What’s a Fair Share?

The question of a “fair” allocation of TTC revenues between the farebox and subsidies comes up quite regularly, often at budget time, but now also in the election campaign.  Some argue that the riders don’t pay enough, while others argue that they pay too much.  Rarely does anyone look at the detailed figures.

The TTC publishes a statement, as part of the Chief General Manager’s more-or-less monthly report, showing a breakdown of revenues and costs.  The report linked here takes us to the end of May 2010.  (There are separate accounts for Wheel-Trans which is not part of this discussion.)

There are three sets of figures:  data for the current 5-week period (this interval is used to avoid variations due to lengths of months), year-to-date data, and full-year data.  These are further subdivided by actual and budget values.

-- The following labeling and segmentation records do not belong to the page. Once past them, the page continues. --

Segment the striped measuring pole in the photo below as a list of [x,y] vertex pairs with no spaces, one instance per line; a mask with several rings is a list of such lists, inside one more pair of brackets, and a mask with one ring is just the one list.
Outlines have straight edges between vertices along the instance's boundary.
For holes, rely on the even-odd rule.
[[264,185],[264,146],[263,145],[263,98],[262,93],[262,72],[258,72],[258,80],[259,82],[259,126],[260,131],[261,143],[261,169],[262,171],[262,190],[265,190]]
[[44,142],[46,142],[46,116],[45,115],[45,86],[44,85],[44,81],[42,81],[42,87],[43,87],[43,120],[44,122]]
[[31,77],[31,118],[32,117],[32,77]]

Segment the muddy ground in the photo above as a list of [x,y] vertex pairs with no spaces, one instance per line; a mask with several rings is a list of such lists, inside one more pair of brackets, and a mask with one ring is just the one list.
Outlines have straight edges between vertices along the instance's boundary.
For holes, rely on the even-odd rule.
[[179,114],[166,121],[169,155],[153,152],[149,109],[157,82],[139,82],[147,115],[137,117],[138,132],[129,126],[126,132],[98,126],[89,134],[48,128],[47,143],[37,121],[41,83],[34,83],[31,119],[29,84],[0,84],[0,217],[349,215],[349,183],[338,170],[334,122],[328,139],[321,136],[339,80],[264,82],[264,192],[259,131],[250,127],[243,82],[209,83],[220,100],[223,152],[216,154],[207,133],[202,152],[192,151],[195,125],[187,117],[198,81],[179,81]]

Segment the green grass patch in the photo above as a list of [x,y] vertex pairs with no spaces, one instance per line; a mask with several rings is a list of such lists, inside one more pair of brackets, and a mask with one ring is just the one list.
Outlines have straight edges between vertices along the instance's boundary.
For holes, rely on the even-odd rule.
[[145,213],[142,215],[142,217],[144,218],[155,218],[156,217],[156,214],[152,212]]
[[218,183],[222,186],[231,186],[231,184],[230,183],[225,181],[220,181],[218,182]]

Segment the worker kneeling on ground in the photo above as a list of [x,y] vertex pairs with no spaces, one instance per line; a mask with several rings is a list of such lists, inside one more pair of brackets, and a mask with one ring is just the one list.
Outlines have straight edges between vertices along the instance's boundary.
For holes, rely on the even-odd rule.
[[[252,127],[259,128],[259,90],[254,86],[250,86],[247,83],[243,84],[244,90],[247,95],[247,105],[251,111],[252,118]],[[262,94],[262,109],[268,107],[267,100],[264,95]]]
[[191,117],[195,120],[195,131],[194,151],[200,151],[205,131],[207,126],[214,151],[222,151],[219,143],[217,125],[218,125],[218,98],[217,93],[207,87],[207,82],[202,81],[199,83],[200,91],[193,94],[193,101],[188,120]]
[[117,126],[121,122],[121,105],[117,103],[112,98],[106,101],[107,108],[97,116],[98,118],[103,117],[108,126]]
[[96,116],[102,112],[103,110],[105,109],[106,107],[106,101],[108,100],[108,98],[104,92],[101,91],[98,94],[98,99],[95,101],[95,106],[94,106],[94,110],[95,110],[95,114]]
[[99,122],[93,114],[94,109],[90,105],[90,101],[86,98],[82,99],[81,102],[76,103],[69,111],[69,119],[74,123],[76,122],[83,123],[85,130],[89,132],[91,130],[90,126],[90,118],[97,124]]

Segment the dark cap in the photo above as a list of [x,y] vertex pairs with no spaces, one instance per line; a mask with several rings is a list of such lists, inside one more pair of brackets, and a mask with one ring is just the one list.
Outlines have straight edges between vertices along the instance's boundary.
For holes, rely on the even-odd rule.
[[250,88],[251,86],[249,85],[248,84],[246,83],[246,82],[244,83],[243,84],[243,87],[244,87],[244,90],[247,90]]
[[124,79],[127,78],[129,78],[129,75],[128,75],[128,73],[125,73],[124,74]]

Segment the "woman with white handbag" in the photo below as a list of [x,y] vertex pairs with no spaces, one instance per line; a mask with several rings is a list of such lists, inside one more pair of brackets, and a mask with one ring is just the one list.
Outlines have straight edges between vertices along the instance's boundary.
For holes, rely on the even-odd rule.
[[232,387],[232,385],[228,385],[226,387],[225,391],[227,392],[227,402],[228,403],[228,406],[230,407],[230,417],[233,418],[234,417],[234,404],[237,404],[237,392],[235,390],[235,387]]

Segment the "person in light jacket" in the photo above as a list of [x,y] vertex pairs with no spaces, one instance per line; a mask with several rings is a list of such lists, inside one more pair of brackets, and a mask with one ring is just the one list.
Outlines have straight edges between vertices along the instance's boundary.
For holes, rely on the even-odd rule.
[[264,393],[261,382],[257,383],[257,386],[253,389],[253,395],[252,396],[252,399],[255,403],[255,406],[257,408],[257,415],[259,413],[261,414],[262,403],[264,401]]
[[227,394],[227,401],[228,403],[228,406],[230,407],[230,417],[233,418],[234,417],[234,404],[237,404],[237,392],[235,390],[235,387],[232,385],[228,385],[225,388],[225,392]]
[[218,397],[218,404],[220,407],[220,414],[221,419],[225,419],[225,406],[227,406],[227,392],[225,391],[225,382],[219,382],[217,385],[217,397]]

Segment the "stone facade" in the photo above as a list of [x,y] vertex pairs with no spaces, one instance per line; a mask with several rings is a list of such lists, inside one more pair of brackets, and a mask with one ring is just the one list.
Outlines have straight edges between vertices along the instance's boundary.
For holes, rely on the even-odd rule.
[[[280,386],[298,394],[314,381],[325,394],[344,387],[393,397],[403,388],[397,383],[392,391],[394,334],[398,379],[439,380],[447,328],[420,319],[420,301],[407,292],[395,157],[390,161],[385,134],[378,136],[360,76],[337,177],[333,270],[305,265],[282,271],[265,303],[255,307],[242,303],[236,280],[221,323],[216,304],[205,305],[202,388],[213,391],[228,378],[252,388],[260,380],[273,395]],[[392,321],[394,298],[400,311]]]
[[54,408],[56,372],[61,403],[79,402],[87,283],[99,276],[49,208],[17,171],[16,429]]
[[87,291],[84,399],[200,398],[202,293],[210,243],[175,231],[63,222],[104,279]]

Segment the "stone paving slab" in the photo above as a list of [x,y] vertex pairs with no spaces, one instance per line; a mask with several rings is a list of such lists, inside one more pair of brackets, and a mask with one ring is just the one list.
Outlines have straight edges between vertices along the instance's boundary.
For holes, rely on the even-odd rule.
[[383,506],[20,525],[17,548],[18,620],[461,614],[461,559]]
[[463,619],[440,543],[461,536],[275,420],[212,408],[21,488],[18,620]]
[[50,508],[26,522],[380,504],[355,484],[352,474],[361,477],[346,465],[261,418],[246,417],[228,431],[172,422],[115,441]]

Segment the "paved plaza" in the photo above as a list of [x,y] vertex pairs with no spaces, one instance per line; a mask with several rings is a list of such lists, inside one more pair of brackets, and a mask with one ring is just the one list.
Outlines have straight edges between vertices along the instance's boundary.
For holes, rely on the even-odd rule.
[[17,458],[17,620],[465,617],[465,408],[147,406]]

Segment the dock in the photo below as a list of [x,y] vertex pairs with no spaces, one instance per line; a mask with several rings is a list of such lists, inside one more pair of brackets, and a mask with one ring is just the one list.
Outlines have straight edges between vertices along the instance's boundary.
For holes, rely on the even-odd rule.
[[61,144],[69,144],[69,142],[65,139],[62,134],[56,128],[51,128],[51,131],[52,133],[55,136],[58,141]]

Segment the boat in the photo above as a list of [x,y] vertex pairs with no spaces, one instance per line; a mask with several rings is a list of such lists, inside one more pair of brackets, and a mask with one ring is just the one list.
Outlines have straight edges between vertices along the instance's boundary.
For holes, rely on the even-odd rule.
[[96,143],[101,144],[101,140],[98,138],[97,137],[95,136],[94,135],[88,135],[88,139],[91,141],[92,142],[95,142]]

On the income side, the total 2010 revenue is projected at $957.515-million against expenses of $1,412.034-million.  However, within the revenue, only $905.200m comes from the farebox, while $52.315m comes from other sources.  Charters and services operated under contract for transit systems in the 905 are on at least a break-even basis.  Although the expense of running them appears as part of the system’s total, this expense is completely offset by revenue (projected at $17.675m for 2010).

On the expense side, the total cost for subsidy purposes is reduced by two deferred items:  post-retirement expenses and accident claims.  These do not require cash outlays in the current year because they not be paid until future years.  This gets us to a net cost for operations of $1,368.684m and a projected shortfall of $411.169m.

The City has actually budgeted for a shortfall of $429.805m, but the TTC’s ridership and fare revenue held up better than expected in 2010, and the City’s full subsidy provision will not be required.  Any leftovers remain under the City’s control for year-end budgetary adjustments.